In Gethsemane, Jesus felt the power of his enemies who were on the verge of dragging him away to humiliate, torture and execute him.
“And Jesus felt the disappointment of his friends, falling asleep, betraying and denying him, abandoning him,” he said. “Jesus must have felt the incredible weight of going to the cross, carrying the sin of the world.”
And as he prayed, there was no last-minute change of plans.
“The resolution of Gethsemane isn’t ‘OK, I’ll do it.’ The resolution of Gethsemane is ‘I trust in you, my heavenly father.’”

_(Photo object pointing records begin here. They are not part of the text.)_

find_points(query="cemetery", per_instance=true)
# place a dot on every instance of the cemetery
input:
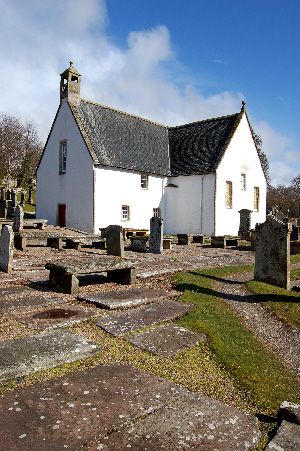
(155, 323)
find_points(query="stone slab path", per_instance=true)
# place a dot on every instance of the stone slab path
(125, 299)
(281, 338)
(61, 316)
(124, 322)
(191, 422)
(12, 298)
(166, 339)
(75, 411)
(287, 438)
(25, 355)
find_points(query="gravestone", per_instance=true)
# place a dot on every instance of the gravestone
(272, 253)
(156, 235)
(114, 240)
(3, 209)
(184, 239)
(6, 249)
(245, 223)
(22, 200)
(294, 233)
(2, 194)
(18, 219)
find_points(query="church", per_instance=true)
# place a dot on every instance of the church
(103, 166)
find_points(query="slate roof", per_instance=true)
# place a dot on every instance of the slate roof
(197, 148)
(122, 140)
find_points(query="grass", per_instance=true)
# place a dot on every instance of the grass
(255, 368)
(285, 304)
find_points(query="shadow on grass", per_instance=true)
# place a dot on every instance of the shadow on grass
(249, 298)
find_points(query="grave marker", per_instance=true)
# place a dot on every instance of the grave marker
(272, 254)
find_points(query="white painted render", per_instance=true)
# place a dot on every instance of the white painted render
(240, 157)
(75, 187)
(114, 188)
(188, 207)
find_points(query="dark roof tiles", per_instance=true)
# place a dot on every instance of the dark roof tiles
(197, 148)
(122, 140)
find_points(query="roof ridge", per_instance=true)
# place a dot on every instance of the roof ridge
(124, 112)
(205, 120)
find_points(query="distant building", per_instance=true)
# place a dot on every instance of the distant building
(101, 166)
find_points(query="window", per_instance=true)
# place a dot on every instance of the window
(228, 195)
(62, 157)
(256, 198)
(125, 213)
(156, 212)
(144, 181)
(243, 182)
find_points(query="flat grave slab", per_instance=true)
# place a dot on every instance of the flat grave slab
(287, 438)
(22, 297)
(167, 339)
(71, 411)
(191, 422)
(26, 355)
(123, 322)
(125, 299)
(60, 316)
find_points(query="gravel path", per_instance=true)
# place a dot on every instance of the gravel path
(282, 339)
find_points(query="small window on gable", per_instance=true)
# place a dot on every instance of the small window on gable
(144, 181)
(156, 212)
(125, 213)
(228, 195)
(256, 198)
(243, 182)
(62, 157)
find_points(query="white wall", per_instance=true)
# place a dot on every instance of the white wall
(189, 208)
(75, 187)
(241, 157)
(114, 188)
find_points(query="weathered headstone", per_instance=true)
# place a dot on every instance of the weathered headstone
(156, 235)
(184, 239)
(245, 223)
(18, 219)
(3, 209)
(6, 249)
(272, 253)
(2, 194)
(22, 199)
(114, 240)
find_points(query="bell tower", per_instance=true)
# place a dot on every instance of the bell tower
(70, 85)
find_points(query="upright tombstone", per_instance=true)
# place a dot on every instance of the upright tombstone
(114, 240)
(272, 253)
(6, 249)
(22, 200)
(3, 208)
(156, 235)
(18, 219)
(245, 223)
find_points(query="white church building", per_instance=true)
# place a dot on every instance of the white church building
(102, 166)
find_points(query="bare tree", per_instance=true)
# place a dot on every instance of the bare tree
(20, 149)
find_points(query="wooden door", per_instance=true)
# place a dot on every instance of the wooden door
(62, 215)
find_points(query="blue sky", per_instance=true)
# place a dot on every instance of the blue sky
(173, 61)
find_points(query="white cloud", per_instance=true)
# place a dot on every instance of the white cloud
(37, 39)
(283, 157)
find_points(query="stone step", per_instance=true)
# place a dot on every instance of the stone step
(38, 352)
(61, 316)
(83, 408)
(125, 299)
(124, 322)
(166, 339)
(12, 298)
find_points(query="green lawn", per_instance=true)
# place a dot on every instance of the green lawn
(256, 369)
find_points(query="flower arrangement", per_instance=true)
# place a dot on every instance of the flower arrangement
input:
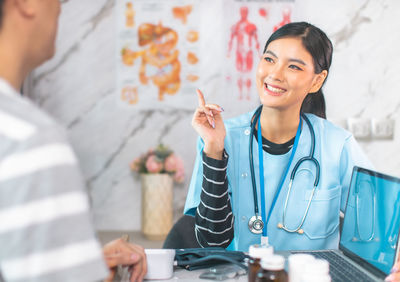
(160, 160)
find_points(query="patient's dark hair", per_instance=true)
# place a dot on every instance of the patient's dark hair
(320, 47)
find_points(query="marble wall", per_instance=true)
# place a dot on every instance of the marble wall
(78, 88)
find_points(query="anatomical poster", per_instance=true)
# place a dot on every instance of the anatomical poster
(248, 24)
(157, 53)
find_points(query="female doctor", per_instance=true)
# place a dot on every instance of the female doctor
(282, 171)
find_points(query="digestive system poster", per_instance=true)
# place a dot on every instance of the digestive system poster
(157, 53)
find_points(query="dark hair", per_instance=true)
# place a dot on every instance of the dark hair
(320, 47)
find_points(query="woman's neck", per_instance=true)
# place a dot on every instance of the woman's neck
(279, 126)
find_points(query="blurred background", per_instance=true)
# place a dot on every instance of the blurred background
(94, 88)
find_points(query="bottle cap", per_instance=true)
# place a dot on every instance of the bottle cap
(274, 262)
(259, 251)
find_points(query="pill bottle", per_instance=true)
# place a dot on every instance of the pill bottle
(296, 265)
(256, 252)
(272, 269)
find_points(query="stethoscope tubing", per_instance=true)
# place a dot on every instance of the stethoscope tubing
(310, 157)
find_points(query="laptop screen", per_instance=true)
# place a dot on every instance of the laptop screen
(372, 222)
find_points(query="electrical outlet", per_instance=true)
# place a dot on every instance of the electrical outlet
(341, 122)
(360, 127)
(382, 128)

The African American professor and pastor James Cone wrote several books, including The Cross and the Lynching Tree, and The Spirituals and The Blues. He noted the amazing fact that so many African Americans have embraced the Christian faith, even though it was the faith of slave owners.
“You’d think they’d not want anything to do with their religion,” said Albert. “Remarkably, many African Americans found hope and strength in the gospel of Jesus Christ.”
What the slave masters did to them was a lie, said Albert.
“They were not less than human. They were children of God. They had value, dignity, worth in the eyes of their heavenly father,” said Albert.
“They sang with expectation that God was going to deliver them from this horrible condition.”
The evidence all around them was not promising, “yet they could not stop singing and believing in a God in whom they put their trust.”
Albert noted the lyrics of a popular Black spiritual song:
Nobody knows the trouble I’ve seen.
Nobody knows my sorrow.
Nobody knows the trouble I’ve seen.
“Doesn’t that shock you a bit?” asked Albert. “The song is talking about incredible trouble, and it ends with ‘Glory Hallelujah!’”
It’s not a denial of problems, but an affirmation of faith that God is our companion in hard times, said Albert.
“Troubles are not the final word. God is here to give us light and glorious life,” he said. “Hard times help us get through and not lose our souls. Glory Hallelujah!”
Albert ended his Lenten talk with the Breton Fishermen’s Prayer: “Dear God, be good to me. The sea is so wide and my boat is so small.”